Lee Bayley, Lee.radio@verizon.net:
"You're right. The
article about the convention was of interest. There
are a lot of stories. Your comments about Bill Drake
and someone wanting to punch him brought back
memories. When attending conventions the Drake people
always hung together and on many occasions we would
run into some young hotshot who wanted to argue...we
never let them get to Bill."
Burt Sherwood, Burt Sherwood & Associates Inc.,
bohica1@comcast.net:
"Claude: the writing is
brilliant, as always...the novel is superb.
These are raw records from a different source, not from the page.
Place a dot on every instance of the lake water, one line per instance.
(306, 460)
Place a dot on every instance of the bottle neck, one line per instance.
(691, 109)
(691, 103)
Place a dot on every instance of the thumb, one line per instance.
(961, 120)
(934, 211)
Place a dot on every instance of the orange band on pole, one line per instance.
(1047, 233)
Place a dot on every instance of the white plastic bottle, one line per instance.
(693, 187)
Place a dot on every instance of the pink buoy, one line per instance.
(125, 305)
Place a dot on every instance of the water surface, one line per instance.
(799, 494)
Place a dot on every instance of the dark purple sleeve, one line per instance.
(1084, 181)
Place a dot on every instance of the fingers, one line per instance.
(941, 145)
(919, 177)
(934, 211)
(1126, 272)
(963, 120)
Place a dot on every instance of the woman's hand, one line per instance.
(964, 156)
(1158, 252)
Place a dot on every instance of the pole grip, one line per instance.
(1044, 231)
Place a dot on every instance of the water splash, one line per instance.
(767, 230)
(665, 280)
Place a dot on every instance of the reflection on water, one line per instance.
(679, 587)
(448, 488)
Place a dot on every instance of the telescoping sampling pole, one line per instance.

You bring
back so darn many memories...I can just see the
Century Plaza Hotel...back from the street, curved and
tall. Bill Hennes and I walked into the lobby at that
convention...and it was a scene that you could never
forget. The egos parading through, endlessly!"
Joe Wade Formicola, jformicola@wralfm.com:
"Just got
elected into the Career College Hall of Fame in June.
Type in 'Career college association' and this will
take you to their website at cca.org or cca.com."